Из тех писателей, которые не названы в статье «Книги, оказавшие на меня влияние», он особенно высоко ценил Скотта, Гюго, Вийона. Его литературные вкусы и симпатии отчетливо отразились в вышеупомянутом сборнике «Этюды о хорошо знакомых людях и книгах». Открывавшая сборник статья 1874 г. «Романы Виктора Гюго» позволяет судить об исходных позициях Стивенсона как автора литературно-критических эссе. Отдавая должное романам Гюго, писатель определил и свое отношение к классикам английского романа — Фильдингу и Скотту, чье творчество он воспринимал как выражение определенных этапов в истории романного жанра в Англии. Фильдинга, как и Скотта, Стивенсон ценил за острое чувство характерологического, но явно недооценивал эпическую масштабность их произведений. Согласно Стивенсону, Фильдинг, объявивший роман эпосом в прозе, «творил в сфере не эпоса, но драмы». Суждения о Скотте более диалектичны. Здесь есть зерно исторического подхода к наследию великого шотландского романиста. В. Скотта Стивенсон справедливо считает писателем иного, чем Фильдинг, времени. Именно поэтому Скотт «интересовался многими вещами, которые для Фильдинга ничего не значили».
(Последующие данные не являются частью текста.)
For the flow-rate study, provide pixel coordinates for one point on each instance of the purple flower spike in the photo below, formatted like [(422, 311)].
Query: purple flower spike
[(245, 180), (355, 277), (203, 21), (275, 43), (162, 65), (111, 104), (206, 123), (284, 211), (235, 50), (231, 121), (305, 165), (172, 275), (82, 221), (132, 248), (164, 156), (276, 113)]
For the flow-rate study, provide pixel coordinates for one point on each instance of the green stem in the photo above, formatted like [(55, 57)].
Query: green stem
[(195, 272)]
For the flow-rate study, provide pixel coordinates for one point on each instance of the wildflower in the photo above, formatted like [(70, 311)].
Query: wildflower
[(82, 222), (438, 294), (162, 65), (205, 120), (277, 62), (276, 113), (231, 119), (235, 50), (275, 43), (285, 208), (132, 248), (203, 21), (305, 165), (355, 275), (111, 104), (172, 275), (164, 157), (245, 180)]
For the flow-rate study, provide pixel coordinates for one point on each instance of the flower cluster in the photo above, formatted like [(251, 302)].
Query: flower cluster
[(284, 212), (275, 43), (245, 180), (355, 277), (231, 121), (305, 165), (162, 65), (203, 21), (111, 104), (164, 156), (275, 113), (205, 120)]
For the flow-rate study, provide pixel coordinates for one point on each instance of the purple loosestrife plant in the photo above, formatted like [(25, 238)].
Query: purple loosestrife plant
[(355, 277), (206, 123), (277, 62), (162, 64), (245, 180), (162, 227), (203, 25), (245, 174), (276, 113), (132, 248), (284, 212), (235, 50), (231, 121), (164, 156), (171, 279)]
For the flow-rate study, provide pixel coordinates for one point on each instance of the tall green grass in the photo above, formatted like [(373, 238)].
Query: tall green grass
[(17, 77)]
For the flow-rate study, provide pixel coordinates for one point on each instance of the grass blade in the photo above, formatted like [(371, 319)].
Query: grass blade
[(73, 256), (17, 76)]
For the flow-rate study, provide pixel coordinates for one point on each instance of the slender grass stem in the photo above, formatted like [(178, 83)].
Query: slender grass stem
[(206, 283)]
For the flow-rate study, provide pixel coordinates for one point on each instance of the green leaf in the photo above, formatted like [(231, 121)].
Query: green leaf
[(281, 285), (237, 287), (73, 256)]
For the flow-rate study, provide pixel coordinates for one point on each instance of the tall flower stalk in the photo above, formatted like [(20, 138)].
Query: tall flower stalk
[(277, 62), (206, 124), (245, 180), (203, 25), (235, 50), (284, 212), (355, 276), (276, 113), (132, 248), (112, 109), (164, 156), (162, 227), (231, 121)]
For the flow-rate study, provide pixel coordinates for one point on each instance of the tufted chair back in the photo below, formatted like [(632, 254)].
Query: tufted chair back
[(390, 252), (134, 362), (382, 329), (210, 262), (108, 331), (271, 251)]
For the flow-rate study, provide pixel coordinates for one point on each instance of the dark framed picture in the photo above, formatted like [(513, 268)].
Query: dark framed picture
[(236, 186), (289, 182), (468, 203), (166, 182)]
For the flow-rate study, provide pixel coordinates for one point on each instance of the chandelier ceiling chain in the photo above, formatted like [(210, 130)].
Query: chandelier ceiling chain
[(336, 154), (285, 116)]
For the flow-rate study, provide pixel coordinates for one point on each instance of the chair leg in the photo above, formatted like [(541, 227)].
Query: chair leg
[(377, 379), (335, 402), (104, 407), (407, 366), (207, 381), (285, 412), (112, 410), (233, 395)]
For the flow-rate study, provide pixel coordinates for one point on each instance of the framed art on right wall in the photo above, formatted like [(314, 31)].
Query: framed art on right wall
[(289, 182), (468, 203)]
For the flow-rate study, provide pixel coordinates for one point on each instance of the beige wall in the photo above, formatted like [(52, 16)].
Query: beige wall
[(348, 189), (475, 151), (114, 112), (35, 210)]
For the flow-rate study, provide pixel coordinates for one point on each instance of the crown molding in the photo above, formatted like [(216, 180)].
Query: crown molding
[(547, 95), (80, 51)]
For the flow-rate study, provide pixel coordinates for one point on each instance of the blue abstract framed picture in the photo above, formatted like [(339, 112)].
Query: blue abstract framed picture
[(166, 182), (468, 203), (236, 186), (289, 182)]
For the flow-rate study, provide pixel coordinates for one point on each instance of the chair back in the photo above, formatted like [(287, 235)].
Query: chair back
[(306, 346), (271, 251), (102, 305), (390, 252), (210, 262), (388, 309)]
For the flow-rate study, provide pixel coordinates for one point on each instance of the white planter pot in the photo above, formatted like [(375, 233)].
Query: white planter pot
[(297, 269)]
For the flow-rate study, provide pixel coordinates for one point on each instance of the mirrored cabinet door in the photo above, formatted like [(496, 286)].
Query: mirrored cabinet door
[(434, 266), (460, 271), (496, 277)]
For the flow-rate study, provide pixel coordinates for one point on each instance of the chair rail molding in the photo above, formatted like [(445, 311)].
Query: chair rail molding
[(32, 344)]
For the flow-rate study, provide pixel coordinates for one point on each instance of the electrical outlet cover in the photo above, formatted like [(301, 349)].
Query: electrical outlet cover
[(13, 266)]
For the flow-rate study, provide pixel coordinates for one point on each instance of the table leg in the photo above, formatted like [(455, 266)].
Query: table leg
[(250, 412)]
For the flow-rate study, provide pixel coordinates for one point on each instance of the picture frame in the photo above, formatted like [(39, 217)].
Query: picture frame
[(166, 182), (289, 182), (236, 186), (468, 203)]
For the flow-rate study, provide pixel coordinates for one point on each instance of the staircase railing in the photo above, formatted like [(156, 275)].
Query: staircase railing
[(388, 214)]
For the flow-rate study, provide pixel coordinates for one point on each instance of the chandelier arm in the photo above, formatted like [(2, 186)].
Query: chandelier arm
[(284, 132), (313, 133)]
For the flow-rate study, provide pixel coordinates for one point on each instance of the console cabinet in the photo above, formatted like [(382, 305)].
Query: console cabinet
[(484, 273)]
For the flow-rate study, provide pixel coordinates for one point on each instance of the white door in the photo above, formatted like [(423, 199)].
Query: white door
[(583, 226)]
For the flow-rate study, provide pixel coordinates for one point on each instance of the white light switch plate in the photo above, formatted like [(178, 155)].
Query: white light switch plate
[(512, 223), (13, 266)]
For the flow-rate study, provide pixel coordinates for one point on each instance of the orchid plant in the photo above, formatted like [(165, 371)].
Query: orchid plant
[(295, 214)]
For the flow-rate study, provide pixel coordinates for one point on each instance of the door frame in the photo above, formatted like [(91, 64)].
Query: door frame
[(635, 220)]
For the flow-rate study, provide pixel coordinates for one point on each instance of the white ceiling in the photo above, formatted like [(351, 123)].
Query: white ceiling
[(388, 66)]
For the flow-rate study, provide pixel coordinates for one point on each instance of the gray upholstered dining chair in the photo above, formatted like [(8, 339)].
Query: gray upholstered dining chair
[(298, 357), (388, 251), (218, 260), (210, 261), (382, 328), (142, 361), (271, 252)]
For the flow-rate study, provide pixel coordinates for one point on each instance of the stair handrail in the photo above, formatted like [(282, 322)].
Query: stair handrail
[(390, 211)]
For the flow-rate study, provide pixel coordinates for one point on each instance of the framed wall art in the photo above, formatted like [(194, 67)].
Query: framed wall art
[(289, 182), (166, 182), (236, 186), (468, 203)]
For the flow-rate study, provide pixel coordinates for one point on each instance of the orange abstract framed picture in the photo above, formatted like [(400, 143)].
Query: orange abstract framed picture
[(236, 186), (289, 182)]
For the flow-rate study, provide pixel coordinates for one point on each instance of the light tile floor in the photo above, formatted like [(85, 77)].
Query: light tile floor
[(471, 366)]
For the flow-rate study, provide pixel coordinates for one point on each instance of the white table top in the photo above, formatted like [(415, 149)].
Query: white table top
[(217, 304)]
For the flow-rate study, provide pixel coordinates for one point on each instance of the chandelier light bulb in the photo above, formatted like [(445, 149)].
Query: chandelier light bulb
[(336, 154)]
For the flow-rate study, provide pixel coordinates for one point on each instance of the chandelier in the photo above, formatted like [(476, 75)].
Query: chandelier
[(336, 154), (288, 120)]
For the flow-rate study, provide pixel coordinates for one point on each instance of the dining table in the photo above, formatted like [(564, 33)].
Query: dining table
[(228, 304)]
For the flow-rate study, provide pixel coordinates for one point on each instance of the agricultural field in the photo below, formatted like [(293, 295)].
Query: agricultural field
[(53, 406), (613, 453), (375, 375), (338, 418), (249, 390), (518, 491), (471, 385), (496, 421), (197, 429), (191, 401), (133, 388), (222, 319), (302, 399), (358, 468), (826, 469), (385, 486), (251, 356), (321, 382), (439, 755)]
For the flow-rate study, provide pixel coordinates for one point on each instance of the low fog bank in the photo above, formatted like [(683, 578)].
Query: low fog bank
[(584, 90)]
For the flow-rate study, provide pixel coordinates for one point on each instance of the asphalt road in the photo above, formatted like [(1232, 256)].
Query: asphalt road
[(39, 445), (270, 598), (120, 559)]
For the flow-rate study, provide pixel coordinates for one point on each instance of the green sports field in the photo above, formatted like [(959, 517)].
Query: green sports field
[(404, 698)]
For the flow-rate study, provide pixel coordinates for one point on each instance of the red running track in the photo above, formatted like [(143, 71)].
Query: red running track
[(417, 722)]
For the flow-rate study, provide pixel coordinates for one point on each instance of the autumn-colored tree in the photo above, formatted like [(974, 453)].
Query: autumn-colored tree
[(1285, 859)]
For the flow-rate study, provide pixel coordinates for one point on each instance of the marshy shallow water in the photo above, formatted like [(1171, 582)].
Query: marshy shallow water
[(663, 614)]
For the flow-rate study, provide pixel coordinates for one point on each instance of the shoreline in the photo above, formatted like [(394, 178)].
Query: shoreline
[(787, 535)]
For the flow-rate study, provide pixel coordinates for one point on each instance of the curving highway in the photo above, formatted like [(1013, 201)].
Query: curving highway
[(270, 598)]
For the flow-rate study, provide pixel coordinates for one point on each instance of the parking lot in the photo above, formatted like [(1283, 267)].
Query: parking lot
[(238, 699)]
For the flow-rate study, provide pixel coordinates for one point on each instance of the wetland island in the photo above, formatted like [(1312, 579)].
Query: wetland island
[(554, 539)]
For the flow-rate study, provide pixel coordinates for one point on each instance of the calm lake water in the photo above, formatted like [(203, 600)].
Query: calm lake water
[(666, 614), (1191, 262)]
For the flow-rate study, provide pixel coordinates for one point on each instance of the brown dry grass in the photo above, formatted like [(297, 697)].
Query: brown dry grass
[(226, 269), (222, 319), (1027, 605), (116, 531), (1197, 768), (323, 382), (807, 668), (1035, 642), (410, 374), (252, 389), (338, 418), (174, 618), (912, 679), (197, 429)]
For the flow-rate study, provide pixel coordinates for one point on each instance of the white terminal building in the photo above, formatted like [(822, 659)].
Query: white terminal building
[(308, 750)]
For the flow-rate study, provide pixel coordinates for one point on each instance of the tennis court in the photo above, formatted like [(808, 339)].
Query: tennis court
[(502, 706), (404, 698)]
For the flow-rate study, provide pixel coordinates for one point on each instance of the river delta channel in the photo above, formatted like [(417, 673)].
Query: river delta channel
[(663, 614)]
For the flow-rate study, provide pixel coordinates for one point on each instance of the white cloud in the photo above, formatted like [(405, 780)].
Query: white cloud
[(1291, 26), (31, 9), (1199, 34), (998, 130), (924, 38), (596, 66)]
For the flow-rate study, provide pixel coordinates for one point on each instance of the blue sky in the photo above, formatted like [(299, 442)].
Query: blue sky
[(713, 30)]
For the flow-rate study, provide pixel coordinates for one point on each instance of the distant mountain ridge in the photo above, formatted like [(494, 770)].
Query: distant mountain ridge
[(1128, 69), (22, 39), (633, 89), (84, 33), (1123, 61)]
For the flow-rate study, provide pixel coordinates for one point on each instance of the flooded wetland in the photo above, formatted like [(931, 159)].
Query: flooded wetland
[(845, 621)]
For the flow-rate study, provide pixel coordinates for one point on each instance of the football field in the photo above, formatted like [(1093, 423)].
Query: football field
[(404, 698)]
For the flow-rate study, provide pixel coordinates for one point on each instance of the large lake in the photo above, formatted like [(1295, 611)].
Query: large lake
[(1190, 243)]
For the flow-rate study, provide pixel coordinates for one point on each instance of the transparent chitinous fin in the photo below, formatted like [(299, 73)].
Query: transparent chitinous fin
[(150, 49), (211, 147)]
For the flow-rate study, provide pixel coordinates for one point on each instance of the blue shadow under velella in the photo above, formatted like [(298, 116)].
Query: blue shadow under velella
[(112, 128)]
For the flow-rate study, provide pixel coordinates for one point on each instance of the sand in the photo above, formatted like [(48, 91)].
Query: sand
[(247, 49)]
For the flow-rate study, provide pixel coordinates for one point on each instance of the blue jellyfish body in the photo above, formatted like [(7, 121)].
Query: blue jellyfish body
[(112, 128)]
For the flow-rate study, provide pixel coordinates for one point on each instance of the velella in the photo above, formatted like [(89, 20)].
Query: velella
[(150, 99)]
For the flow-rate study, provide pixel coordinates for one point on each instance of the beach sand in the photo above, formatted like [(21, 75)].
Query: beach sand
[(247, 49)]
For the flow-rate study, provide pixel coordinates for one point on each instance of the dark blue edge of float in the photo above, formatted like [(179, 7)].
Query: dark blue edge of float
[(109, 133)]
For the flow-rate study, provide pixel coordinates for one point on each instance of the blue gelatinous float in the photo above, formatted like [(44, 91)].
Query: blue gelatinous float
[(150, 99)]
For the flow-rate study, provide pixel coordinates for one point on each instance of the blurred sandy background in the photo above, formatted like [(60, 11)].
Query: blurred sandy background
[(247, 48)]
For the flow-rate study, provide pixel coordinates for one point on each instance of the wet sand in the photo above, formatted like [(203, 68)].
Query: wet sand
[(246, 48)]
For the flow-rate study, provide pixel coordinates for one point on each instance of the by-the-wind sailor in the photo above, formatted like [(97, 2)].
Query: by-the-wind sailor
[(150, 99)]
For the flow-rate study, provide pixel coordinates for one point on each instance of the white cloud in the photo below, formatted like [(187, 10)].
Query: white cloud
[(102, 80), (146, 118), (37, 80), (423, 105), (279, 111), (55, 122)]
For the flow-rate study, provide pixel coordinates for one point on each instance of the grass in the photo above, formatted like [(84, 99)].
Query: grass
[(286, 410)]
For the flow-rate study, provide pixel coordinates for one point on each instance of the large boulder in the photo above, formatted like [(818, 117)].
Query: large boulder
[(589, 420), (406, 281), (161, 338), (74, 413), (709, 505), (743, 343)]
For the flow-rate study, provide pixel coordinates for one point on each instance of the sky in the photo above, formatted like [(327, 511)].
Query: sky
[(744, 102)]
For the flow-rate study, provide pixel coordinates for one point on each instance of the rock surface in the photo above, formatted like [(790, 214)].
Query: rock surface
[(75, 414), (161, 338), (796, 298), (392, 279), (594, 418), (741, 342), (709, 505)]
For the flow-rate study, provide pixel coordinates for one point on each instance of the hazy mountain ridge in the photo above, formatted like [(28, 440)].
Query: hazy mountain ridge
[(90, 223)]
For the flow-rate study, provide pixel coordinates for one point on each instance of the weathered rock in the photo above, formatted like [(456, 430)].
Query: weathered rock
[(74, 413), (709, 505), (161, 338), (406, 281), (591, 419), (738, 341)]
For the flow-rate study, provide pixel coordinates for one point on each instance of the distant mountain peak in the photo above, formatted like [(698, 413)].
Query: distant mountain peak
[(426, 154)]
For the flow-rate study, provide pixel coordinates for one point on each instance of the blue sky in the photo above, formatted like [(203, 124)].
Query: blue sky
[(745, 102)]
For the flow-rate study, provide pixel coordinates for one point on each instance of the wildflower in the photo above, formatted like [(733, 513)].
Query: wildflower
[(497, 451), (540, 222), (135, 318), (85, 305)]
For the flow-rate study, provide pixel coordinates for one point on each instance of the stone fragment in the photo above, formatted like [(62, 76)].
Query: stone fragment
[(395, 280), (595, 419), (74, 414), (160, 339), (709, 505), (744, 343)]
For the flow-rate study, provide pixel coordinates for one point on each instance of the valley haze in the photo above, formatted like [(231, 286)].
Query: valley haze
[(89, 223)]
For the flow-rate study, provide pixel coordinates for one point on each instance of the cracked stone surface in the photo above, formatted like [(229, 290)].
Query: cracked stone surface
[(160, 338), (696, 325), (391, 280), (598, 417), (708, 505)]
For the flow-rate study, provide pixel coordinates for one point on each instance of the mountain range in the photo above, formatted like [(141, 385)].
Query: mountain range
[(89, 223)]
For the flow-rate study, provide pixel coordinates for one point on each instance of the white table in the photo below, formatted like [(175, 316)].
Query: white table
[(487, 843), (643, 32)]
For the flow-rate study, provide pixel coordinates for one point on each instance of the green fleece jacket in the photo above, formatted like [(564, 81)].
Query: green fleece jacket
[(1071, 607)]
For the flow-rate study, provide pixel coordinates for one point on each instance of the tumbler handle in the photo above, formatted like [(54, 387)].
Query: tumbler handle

От Скотта, считает автор, идет прямая линия к творчеству Гюго, который продолжил «сыгравшие новаторскую роль традиции Скотта». Однако, справедливо трактуя Гюго как истинно романтического писателя, Стивенсон не увидел иной, еще более важной линии — от Скотта к реализму Бальзака и его школы.

В романах Гюго критик больше всего ценит нравственный пафос, стремление утвердить в искусстве концепцию человека, чуждого принципам индивидуализма. Для Стивенсона произведения Гюго, занимающие «важное место в истории литературы», это памятник, воздвигнутый писателем своему гению.

Автора «Острова сокровищ» влекла к себе литература ярких страстей и эмоций. Этим объясняется его интерес к Франсуа Вийону, «человеку сильного, бурного темперамента». Вийон важен для него и как воплощение разительных контрастов, как «гений, обряженный в молескиновый колпак».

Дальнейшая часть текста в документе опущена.